(38)

2.7K 198 22
                                    


Kabar soal penembakan di alun-alun kota sabtu lalu menjadi trending topic selama seminggu penuh. Berita seputar kehidupan Dania tak pernah luput dari liputan gosip. Meski Imran tidak berusaha menampik kebenaran kabar itu atau fakta kalau Dania masih menggantung harapan pria itu.

Pagi itu Dania menerabas masuk ke kelas Toha setelah seminggu pemuda itu tidak membalas pesan maupun mengangkat telepon darinya. "Kenapa tidak ke perpustakaan? Aku menunggumu di sana," kata Dania begitu tiba di sebelah meja pojok paling belakang dekat jendela. "Kau berusaha menghindariku?"

Namun tidak ada tanggapan dari Toha. Memilih terus bersandar ke jendela sambil memejam mata dengan sepasang headset menancap ke telinga. Menangkal segala bentuk gangguan suara di dalam ruang kelas.

Dengan geram Dania mencabut headset dari telinga Toha. "Berapa kali harus kubilang padamu; semua ini hanya salah paham! Dia mengira aku yang menulis pesan ... rahasiamu."

Toha mendengus muak. "Kalau begitu, kenapa kau tidak menolak pria itu?"

Dania merunduk lesu. "Karena kalau aku menolak, dia akan menjauh darimu."

"Jangan libatkan aku dalam permainan kotormu," desis Toha sambil merebut kembali headset dari tangan Dania.

"Dia ... straight, Toha."

"Bukan urusanku,." sahut Toha sambil membuang muka dan menatap keluar jendela.

"A-aku berusaha membantu. Kupikir, dia akan membalas cintamu kalau kalian sering bertemu," jelas Dania sambil menggigit bibir agar tidak bergetar dan tampak rapuh di depan Toha.

"Berhenti belagak pahlawan di depanku, Dania. Kau tidak lebih buruk dari para penjilat itu; berteman hanya untuk mengambil keuntungan dariku."

Dania tertegun, sadar akan kebenaran itu. "A-aku hanya--"

"Cukup, Dania. Aku sudah muak berteman dengan jalang sepertimu," tukas Toha sambil menyandang ransel ke bahu dan keluar dari ruang kelas itu.

Dania mendongak sambil mengerjap mata cepat. Menahan genangan air yang terasa membakar pelupuk. Mengatur napas kala sebongkah rasa bersalah menyumbat kerongkongan.

Sejak kunjungan pagi itu, Toha tidak pernah bertemu Dania. Baik di kantin saat jam makan siang maupun di perpustakaan ketika sibuk mencari bahan referensi untuk penulisan skripsi. Gadis itu bagai hilang ditelan bumi.

Sampai pekan ketiga setelah insiden penembakan di alun-alun kota dan pekan kedua sejak kunjungan terakhir Dania ke kelas Toha, Imran mendadak duduk di seberang meja Toha saat sedang makan siang di kantin.

Meski luka hati belum pulih, namun getaran itu masih ada setiap kali Toha berada di dekat pria itu.

"Toha?" tanya Imran memastikan tak salah orang.

"Tumben makan di kantin," sahut Toha sambil mengangguk dan berusaha menjaga debaran jantung tetap stabil ketika sadar pria yang duduk di seberang sana bukan sekadar bayangan semu.

Toha tldak menyangka, bisa begitu dekat dengan Imran.
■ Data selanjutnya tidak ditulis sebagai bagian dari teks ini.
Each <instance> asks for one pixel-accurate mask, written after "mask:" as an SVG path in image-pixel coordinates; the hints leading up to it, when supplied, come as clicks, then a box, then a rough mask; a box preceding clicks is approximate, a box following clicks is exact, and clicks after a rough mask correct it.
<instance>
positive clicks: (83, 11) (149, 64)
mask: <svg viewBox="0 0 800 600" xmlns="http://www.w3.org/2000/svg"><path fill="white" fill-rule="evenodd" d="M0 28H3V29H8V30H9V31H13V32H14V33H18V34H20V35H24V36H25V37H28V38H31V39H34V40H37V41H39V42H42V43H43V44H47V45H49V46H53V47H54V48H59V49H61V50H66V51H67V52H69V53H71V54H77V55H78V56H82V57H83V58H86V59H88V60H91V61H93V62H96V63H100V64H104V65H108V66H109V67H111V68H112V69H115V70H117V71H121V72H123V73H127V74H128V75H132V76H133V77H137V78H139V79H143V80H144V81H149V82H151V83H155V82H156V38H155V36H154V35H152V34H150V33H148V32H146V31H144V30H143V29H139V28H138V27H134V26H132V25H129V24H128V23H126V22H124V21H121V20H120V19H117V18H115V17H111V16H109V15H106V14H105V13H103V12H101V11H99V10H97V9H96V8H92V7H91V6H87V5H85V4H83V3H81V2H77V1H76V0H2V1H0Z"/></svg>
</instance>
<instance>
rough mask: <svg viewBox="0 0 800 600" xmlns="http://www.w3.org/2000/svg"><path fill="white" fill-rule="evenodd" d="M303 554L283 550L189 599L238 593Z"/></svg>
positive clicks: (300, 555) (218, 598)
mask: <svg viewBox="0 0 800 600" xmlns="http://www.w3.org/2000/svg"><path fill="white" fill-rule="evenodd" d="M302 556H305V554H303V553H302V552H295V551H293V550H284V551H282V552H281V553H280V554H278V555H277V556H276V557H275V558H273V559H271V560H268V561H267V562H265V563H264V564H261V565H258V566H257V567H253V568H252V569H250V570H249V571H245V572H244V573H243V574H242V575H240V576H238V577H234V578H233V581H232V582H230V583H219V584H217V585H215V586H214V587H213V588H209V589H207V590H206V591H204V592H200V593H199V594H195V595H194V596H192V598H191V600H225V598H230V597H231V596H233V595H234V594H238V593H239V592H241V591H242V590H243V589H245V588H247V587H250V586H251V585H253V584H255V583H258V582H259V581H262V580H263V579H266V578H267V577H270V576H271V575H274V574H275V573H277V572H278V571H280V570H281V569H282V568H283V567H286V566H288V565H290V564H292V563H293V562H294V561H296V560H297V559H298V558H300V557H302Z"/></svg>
Hanya dengan uluran tangan, dia bisa menyentuh sosok yang selama ini menjadi fantasi liarnya.

"Imran,," ucap Imran mengenalkan diri sambil mengulur lengan yang segera bersambut jabatan hangat dari tangan Toha.

Tertegun ketika mendapatl betapa hangat dan kuat genggaman pria itu. "Muhammad Imran Alfatih?" ulang Toha otomatis seakan nama itu sudah terekam kuat di alam bawah sadar.

"Yeah, lengkap sekali."

Toha mengedik bahu, "Aku tahu dari Dania."

Binar mata Imran meredup. "Itu pula alasanku datang kemari. Maksudku, duduk di sini ... bersamamu."